Selected to the Hall of Fame in 1976
Named Major League Player of the Year by The Sporting News (1952)
Named NL Pitcher of the Year by The Sporting News (1952 and 1955)
Named pitcher on The Sporting News Major League All-Star Team (1952 to 1955)

ROBIN ROBERTS
This article was written by Ralph Berger and is presented in part, courtesy of the Society for American Baseball Research
It's unusual to call a ballplayer both a journeyman and a star, but the description fit Robin Roberts. From 1950 to 1955, he was the top right-hander in the National League; for most of the remained of his career he was a crafty veteran hanging on with a mix of decent, fair, and poor seasons. Either way, he would go out, take his turn on the mound without saying a word, and do his job. The players behind him seemed to play with a little more intensity when Roberts pitched. The standing joke was that Andy Seminick and Stan Lopata, who caught Roberts, always took their rocking chairs with them when Roberts was pitching, in testament to his outstanding control. Time magazine's Dick Seamon wrote of Roberts in 1956: "He never bothers with fancy stuff but makes do with what he has: a dinky curve, a sneaky but unspectacular fast ball, and a frustrating change of pace. He offers no single dramatic talent -- he has no counterpart of Carl Hubbell's spectacular screwball, Walter Johnson's terrifying fastball, Bobby Feller's strike-out touch. Pitch for pitch, many of his contemporaries have what the trade calls 'more stuff,' pitches that are harder, faster, or trickier. But better than any of them now on the mound, Robin Roberts can put the ball where he wants. There is one precious-diamond word for him -- control." Seamon compared Roberts to Walter Johnson. Seamon compared Roberts' character and approach to Walter Johnson's, citing Roberts' "stubborn refusal to toss bean balls," wait for umpires to discard scuffed balls, use the brush-back pitch to intimidate hitters, or issue an intentional walk.

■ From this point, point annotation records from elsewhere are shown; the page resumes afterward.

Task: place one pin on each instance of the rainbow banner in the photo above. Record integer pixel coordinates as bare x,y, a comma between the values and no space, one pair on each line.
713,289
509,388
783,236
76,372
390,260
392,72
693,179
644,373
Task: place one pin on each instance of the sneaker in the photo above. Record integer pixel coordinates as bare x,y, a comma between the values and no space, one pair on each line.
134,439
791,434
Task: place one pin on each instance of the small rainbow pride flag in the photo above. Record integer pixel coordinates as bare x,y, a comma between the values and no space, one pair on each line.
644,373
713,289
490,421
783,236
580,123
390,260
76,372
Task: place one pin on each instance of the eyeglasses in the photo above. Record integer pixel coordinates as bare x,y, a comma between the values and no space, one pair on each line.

Robin Roberts was one of the last of a breed of pitchers who completed ballgames. Today a pitcher hurls 100 pitches and is relieved by a specialist. Seven innings and out seems to be the rule. A pitcher may get the win or loss many times, but he's rarely standing on the mound at the finish. This wasn't the case with Roberts, who recorded 305 complete games in his career.

Roberts was a hard-nosed competitor. He did not try to finesse the hitters; he dared them to hit the ball. When there were men on base, he reached back and burned the corners for strikes. Roberts' slow deliberate windup and delivery was so fluid that hitters could not wait for the pitch to come. It looked so easy; then the ball would explode over the plate, astonishing the hitters. "He's so close, you gotta watch him like an eagle," said umpire Jocko Conlan.